Bilim kurgu alanında, film, dia, afiş, kitap, dergi, fanzin olmak üzere geniş bir arşive sahiptir. Bilinmeyen Bilim Kurgu Dergisi, X-Bilinmeyen Evren, Bilim Sanat ve Aktüalite Dergisi’nde genç yeteneklerle, bu türünün güzel örneklerini ortaya çıkarmıştır. 2006 yılında kurulan X-Bilinmeyen Bilimkurgu Derneği’nin kurucu başkanlığını yapan Selma Mine, halen derneğin genel sekreterliğini ve internet sitelerinin editörlüğünü yürütmektedir.
Müfit Özdeş (1943)
Müfit Özdeş, ODTÜ’de Elektrik Mühendisliği ve Ekonomi okur; 1960’lı yıllardaki gençlik hareketlerine katılarak öğrenimini yarım bırakır. 12 Mart 1971’den sonra bir süre Beyrut ve Oslo’da yaşar. 1975’te Türkiye’ye döner; bu tarihten beri serbest ticari çevirmenlik yapmaktadır.
Bilim kurguya ilgisi 1940’lardaki Baytekin filmleri ve 1950’lerde Çağlayan Yayınları tarafından yayımlanan Yeni Dünyalarda dizisiyle başlar. 1983 yılından itibaren bilim kurgu ve fantezi türlerinde yazmaktadır.

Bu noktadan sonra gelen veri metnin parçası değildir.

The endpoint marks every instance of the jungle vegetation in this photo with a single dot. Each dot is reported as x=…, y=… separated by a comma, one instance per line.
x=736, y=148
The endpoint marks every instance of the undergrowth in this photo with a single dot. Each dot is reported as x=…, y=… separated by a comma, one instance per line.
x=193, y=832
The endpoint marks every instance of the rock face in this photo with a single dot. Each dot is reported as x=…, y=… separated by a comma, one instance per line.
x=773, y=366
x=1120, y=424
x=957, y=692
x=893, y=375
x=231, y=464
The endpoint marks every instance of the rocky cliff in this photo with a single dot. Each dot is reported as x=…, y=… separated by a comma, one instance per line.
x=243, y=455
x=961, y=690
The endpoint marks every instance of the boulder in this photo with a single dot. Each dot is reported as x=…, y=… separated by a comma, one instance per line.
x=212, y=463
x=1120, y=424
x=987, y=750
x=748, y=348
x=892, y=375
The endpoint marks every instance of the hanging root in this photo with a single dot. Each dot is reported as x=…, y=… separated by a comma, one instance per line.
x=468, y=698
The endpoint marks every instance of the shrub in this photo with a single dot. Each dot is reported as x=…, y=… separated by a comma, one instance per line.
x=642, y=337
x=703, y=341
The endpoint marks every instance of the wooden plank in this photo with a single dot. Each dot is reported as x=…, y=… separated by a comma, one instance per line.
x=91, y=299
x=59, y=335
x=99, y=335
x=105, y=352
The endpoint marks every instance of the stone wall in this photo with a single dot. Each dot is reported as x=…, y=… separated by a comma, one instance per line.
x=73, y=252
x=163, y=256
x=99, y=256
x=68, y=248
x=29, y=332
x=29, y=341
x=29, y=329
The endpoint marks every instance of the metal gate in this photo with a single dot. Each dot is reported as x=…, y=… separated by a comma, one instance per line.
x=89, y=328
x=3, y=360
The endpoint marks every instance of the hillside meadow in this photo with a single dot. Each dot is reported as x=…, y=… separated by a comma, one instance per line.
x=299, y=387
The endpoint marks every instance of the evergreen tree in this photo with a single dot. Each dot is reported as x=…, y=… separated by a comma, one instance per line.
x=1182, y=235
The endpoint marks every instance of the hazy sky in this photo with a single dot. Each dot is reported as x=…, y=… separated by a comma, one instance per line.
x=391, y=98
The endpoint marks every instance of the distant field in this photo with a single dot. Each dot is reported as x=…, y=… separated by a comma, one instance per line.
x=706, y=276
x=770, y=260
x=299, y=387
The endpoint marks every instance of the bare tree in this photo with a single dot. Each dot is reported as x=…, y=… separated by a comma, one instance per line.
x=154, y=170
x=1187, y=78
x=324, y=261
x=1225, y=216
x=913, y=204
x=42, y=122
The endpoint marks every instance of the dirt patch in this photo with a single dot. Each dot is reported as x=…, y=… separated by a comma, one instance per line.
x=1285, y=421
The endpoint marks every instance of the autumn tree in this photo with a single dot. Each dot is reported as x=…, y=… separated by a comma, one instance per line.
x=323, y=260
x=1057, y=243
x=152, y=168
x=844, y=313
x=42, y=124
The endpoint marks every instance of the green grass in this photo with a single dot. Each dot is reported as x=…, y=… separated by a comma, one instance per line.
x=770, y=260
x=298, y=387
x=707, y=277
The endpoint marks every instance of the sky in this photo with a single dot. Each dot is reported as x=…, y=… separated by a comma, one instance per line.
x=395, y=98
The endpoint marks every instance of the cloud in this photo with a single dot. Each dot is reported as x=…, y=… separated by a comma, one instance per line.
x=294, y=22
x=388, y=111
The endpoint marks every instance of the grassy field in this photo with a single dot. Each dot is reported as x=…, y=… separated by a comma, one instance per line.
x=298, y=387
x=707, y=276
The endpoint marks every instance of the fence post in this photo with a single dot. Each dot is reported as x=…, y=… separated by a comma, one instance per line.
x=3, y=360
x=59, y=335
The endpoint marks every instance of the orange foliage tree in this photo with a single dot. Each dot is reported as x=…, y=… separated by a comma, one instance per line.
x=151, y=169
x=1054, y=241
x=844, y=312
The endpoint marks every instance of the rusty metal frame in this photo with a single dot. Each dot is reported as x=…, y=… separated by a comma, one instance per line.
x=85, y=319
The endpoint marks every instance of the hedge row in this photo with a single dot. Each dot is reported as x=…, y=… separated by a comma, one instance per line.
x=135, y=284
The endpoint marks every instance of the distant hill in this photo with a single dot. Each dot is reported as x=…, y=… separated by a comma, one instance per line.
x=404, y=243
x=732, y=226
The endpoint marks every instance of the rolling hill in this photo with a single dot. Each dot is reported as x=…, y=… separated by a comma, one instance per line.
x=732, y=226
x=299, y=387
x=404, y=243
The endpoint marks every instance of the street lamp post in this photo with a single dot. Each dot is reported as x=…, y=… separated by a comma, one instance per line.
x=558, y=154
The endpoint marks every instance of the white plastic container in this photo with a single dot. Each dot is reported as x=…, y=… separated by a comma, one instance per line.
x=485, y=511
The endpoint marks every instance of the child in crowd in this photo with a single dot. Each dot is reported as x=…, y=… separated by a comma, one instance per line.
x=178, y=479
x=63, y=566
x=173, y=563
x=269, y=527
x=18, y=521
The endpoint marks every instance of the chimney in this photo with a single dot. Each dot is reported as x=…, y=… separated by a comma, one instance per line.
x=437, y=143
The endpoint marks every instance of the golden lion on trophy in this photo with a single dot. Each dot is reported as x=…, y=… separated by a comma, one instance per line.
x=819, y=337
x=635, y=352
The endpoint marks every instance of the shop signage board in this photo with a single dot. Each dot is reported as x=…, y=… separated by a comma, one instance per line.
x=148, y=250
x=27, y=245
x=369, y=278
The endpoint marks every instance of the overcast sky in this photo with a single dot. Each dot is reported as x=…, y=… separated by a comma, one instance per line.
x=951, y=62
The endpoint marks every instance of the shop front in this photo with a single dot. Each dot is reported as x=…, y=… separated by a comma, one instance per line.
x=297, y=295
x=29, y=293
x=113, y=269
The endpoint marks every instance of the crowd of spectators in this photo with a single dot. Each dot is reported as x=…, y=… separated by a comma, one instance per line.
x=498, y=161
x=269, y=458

Bugüne kadar bir masal-fantezi kitabı olan Kimin Ağrır O Bağırır, Asker Kaçağı ve Bilimkurgu Öyküleri başlıklı derlemelerde birer öyküsü yayımlanmıştır.
Son Tiryaki ise Müfit Özdeş’in ilk bilim kurgu kitabıdır. Son Tiryaki, “hardcore” bilim kurgudan peri masalına, Aziz Nesin lezzeti taşıyan ve son derece Türkiye’ye özgü mizahi bilim kurgu öykülerinden karanlık bir anti-ütopyaya kadar değişik alt türleri içerir.
Müfit Özdeş, fantastik ya da bilimkurgu tüm öykülerinde, emeğin ön plana alındığı, sömürünün ve disiplinsiz teknolojik gelişmenin mizah neşteriyle eleştirildiği, insanın alın teri kutsallığının belirtildiği, emeğin, düşüncenin ve sevginin yüceltildiği detaylar bulunur.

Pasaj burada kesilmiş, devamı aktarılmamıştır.